Good Practice

Promoting the Right to Freedom of Association and the Right to Collective Bargaining ? Outcome 14 - Final Evaluation

Good Practice Description

Since 2008, Jordan has hosted an ILO/International Finance Corporation Better Work Programme in its garment sector. In 2013, it contributed to a 'breakthrough' when the first sector wide collective bargaining agreement was signed between two apparel employers' associations and Jordan's garment union.

In Sri Lanka, the project featured training for both Human Resource managers and workers on sexual harassment. The integration of the issue in the project's activities in Sri Lanka, which were focused on promoting increased respect for the right of freedom of association, was very relevant and is a good practice that might be replicated elsewhere. One of the main Sri Lankan trade unions working in the garment sector, in collaboration with this project, introduced workshops to help garment workers to deal with sexual harassment. The trade union found that, in addition to helping women to address an issue that was affecting their working lives negatively, the workshops were an excellent means to attract women to trade unions.

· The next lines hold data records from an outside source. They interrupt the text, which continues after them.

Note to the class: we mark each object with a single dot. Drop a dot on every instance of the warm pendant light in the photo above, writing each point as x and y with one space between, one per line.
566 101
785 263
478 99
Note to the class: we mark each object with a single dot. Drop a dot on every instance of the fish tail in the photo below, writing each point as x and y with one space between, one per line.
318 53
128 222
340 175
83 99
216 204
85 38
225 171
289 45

The workshops created opportunities for trade union organizers to meet with workers and explain the advantages of membership. In Sri Lanka, the same trade union also provided free medical clinics to workers with project support, another practice they found effective to meet the needs of workers and boost their membership.

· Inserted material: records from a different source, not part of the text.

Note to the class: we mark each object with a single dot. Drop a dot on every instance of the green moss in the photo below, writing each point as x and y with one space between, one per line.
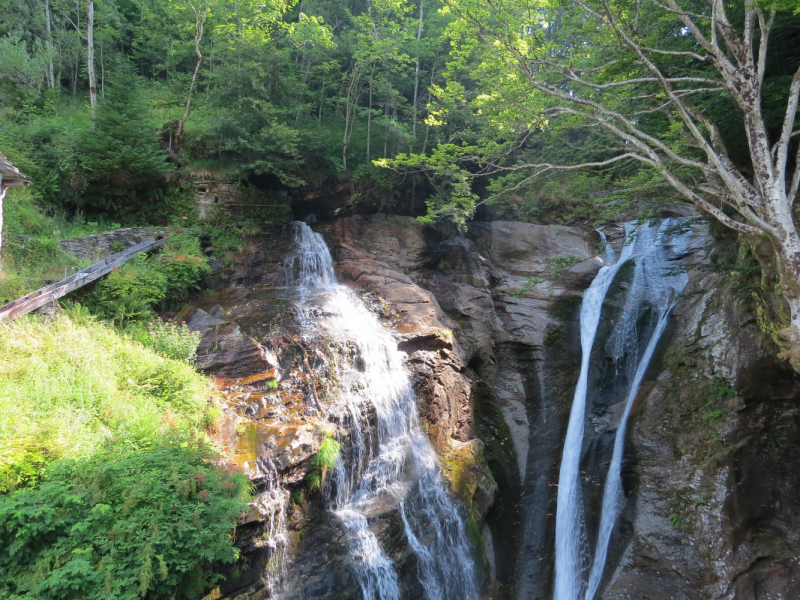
476 538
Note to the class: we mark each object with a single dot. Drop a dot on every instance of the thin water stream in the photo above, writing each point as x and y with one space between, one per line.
649 298
390 465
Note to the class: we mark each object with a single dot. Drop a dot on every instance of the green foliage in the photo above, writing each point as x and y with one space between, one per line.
132 292
121 525
526 287
170 339
121 155
74 383
21 463
328 453
723 388
313 481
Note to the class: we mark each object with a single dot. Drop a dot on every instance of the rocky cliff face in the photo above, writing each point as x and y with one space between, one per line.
489 325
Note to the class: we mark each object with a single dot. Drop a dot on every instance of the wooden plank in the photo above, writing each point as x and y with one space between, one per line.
50 293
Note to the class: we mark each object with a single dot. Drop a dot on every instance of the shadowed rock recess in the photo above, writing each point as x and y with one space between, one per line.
488 327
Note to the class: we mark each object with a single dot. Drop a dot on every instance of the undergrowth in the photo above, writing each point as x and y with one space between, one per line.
107 487
70 386
122 525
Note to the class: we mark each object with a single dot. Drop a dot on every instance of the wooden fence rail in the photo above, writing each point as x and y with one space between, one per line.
49 293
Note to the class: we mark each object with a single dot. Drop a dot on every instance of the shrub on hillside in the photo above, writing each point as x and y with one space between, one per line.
170 339
122 525
70 386
132 292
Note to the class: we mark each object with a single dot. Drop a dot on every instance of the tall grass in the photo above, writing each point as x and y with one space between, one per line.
69 386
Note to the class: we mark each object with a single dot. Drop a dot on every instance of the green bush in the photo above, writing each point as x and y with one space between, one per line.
132 292
21 463
121 525
75 384
170 339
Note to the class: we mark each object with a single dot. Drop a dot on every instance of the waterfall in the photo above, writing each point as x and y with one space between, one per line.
402 470
651 291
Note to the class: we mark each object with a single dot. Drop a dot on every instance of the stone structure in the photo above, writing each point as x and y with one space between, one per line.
212 193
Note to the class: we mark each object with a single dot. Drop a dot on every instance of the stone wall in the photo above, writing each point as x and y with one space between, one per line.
102 245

A social impact assessment, which was co-financed by this and another project, was carried out to assess the effects of the Zambian mining industry on workers' rights and sustainable business practices. It addressed the spheres of compliance with international and national labour standards, protection of workers' rights (including freedom of association, collective bargaining and occupational safety and health [OSH]) and the effective exercise of social dialogue. The assessment documented a number of negative impacts of some prevalent business practices in the mining industry in Zambia. These included significant differences in salary and other benefits for employees doing the same or similar work depending on whether they worked for the principal enterprise or a sub-contractor, poor standards of occupational safety and health in some mines, and unequal pay for equal work favouring expatriate workers. The study highlighted two distinct business models that are commonly practiced in the sector in Zambia and how the problems that were identified link with these models. The study also discussed issues affecting the efficacy of labour inspection and the trade union movement in the mining sector.